Tras la comida nos dirigimos al albergue. Ahora ya nos dejan
entrar. Nos han instalado en una habitación que se halla partida en su mitad
por una pared, y en la que compartiremos baño con otras tres personas, alojadas
al otro lado de esa pared, que deja un hueco amplio para el trasiego entre
ambas partes.
Tras la ducha he quedado con una masajista cuyo teléfono he
visto en el albergue. Acude al hall de este con la camilla y me descarga algo
las piernas. Al ser donativo por tu condición de peregrino, dejan a tu criterio
la cantidad a abonar, algo que no sabes si resulta mejor o peor.
Como la etapa de mañana es una de las más duras de El Camino
y quiero llegar para que me quede tiempo de coger el autobús de las 14,10 desde
Piedrafita, a cuatro kilómetros de mi meta, hasta Ponferrada, pregunto, tanto a
la masajista como al alberguero, por el primer tramo de la próxima etapa, ya
que lo tendré que hacer a oscuras.
Ambos me desaconsejan que fuerce para llegar a ese autobús y
que opte por el de las 18,30 horas (lo que supone llegar a León a las 21,30) y,
a la vez, me contestan que por la luz no existirá problema, que está iluminado
el recorrido desde su inicio. Ambas recomendaciones se demostrarán erróneas al
día siguiente. En cualquier caso, compro mi billete del autobús de las 14,10.
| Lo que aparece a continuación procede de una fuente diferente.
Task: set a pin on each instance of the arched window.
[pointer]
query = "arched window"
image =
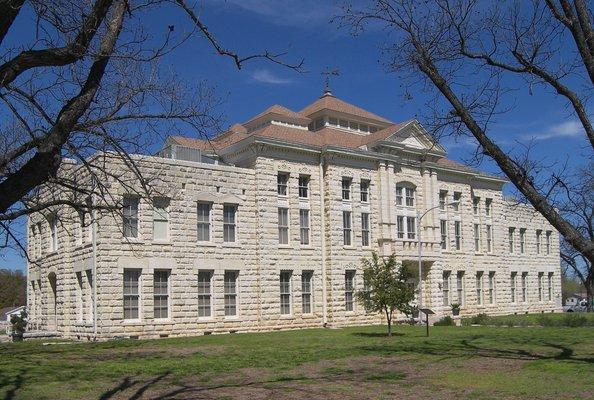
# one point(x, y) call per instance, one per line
point(405, 194)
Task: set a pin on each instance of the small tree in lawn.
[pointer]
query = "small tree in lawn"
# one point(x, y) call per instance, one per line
point(386, 288)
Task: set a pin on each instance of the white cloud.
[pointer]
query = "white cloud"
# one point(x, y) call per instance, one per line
point(297, 13)
point(265, 76)
point(565, 129)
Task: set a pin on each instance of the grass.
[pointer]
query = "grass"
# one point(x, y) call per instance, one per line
point(548, 320)
point(358, 362)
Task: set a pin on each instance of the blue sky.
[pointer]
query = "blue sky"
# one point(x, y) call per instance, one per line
point(302, 28)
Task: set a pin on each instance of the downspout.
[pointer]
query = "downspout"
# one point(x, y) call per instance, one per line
point(323, 241)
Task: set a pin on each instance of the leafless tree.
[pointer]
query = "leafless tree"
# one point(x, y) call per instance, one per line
point(465, 51)
point(88, 81)
point(578, 205)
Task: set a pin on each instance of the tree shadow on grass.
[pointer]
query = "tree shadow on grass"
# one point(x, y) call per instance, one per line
point(376, 334)
point(274, 386)
point(16, 383)
point(466, 348)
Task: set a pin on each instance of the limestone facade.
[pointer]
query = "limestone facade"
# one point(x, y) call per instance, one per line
point(291, 205)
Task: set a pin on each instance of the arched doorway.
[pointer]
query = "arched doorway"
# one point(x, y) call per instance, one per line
point(52, 315)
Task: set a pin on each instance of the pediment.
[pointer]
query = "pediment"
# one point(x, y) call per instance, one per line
point(414, 136)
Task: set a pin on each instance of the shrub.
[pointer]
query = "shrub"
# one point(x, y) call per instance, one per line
point(445, 321)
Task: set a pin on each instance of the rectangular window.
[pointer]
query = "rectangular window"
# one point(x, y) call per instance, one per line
point(510, 234)
point(131, 293)
point(160, 218)
point(364, 191)
point(205, 293)
point(53, 221)
point(549, 233)
point(457, 200)
point(283, 225)
point(282, 181)
point(285, 292)
point(491, 287)
point(446, 288)
point(161, 294)
point(229, 223)
point(346, 188)
point(230, 292)
point(489, 232)
point(304, 186)
point(346, 228)
point(399, 195)
point(306, 291)
point(89, 296)
point(550, 286)
point(203, 216)
point(443, 227)
point(479, 288)
point(364, 229)
point(400, 226)
point(80, 299)
point(443, 198)
point(411, 227)
point(460, 286)
point(349, 290)
point(410, 197)
point(477, 237)
point(130, 216)
point(303, 226)
point(513, 279)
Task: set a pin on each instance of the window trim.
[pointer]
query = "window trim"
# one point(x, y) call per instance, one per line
point(137, 295)
point(301, 188)
point(210, 295)
point(304, 292)
point(286, 292)
point(235, 208)
point(282, 227)
point(167, 296)
point(235, 294)
point(208, 224)
point(282, 186)
point(166, 218)
point(346, 188)
point(347, 228)
point(132, 217)
point(365, 229)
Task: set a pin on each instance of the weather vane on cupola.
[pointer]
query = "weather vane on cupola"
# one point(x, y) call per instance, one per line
point(327, 74)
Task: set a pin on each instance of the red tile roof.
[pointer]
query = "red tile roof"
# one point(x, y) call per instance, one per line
point(329, 102)
point(282, 111)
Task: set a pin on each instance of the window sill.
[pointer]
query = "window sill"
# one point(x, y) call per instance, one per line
point(132, 322)
point(206, 244)
point(162, 242)
point(132, 240)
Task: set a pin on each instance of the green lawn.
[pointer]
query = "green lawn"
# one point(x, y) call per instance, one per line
point(359, 362)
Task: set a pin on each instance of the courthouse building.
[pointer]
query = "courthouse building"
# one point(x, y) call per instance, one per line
point(264, 226)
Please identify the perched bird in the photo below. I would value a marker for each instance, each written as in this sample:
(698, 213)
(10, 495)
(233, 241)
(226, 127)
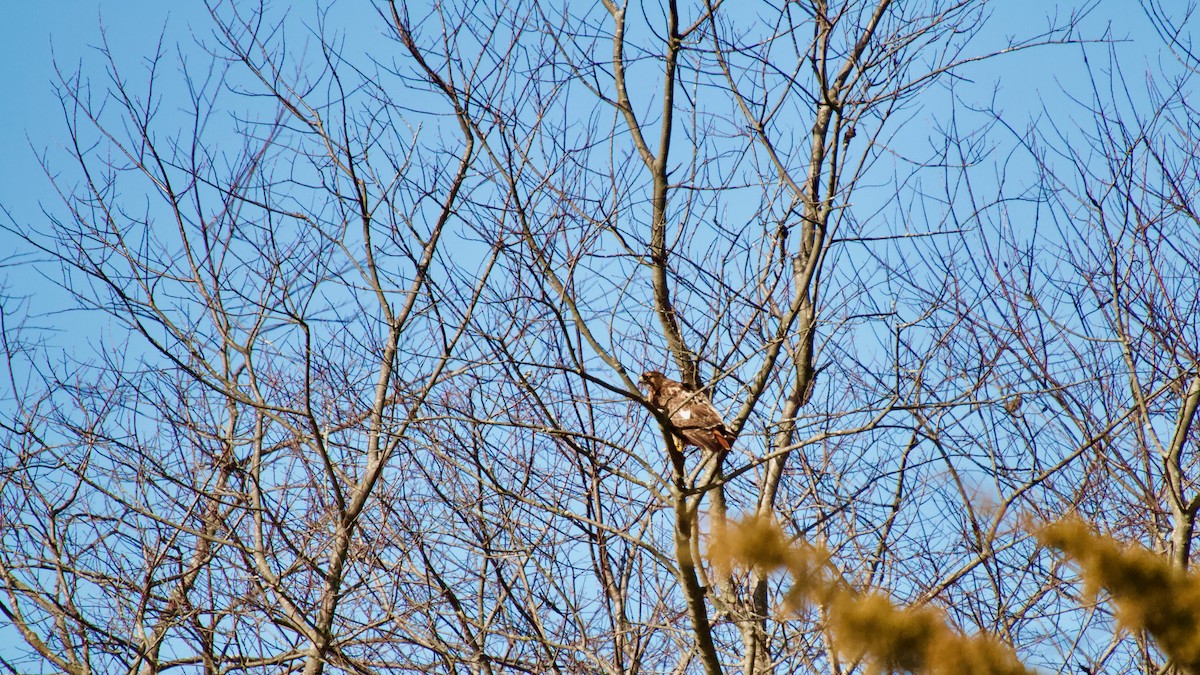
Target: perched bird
(693, 417)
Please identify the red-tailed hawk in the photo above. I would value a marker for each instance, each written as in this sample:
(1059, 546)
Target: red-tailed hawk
(693, 417)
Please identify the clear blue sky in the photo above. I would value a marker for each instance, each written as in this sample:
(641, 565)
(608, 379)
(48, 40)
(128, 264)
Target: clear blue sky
(35, 35)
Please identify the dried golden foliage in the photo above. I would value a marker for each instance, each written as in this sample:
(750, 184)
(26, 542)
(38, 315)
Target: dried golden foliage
(864, 626)
(1150, 593)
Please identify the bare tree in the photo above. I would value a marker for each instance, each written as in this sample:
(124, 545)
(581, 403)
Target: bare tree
(364, 392)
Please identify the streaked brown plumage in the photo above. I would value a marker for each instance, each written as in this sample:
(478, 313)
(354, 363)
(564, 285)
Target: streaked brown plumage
(693, 416)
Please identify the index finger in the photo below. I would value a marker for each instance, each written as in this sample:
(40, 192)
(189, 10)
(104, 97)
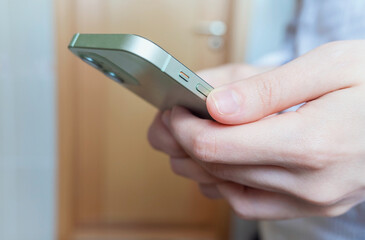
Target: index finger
(277, 140)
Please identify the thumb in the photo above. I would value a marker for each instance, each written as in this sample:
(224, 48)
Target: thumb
(301, 80)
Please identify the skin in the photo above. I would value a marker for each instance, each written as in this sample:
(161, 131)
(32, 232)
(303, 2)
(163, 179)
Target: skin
(305, 163)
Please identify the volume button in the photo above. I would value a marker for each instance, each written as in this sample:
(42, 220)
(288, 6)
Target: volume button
(203, 90)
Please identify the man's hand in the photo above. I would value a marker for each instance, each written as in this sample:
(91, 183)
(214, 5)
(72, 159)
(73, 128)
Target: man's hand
(298, 164)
Si no lo hago, no podré adquirirlo ni en taquillas ni al conductor, ya que no
lo admite la compañía Alsa en este caso.
También llamo a un taxista -el alberguero me insiste en que
esta época resulta muy complicado encontrar taxi libre- para saber las
posibilidades de mañana. Me responde que le telefonée de nuevo cuando ande por
el tramo final de la etapa, pero que de una forma u otra intentarán
solucionarlo.
Ante tanto pronóstico negativo decido dar una vuelta por
este bonito pueblo de estilo pirenaico, entre los valles de El Bierzo. Entro en
su colegiata, en la hospedería, me tomo un batido de chocolate en su plaza
principal escrutando a los peregrinos de las mesas circundantes… Hasta que
retorno para planificar la etapa de mañana, escribir estas líneas y, al igual
que ayer, compartir una pizza a medias con mi compañero de fatigas.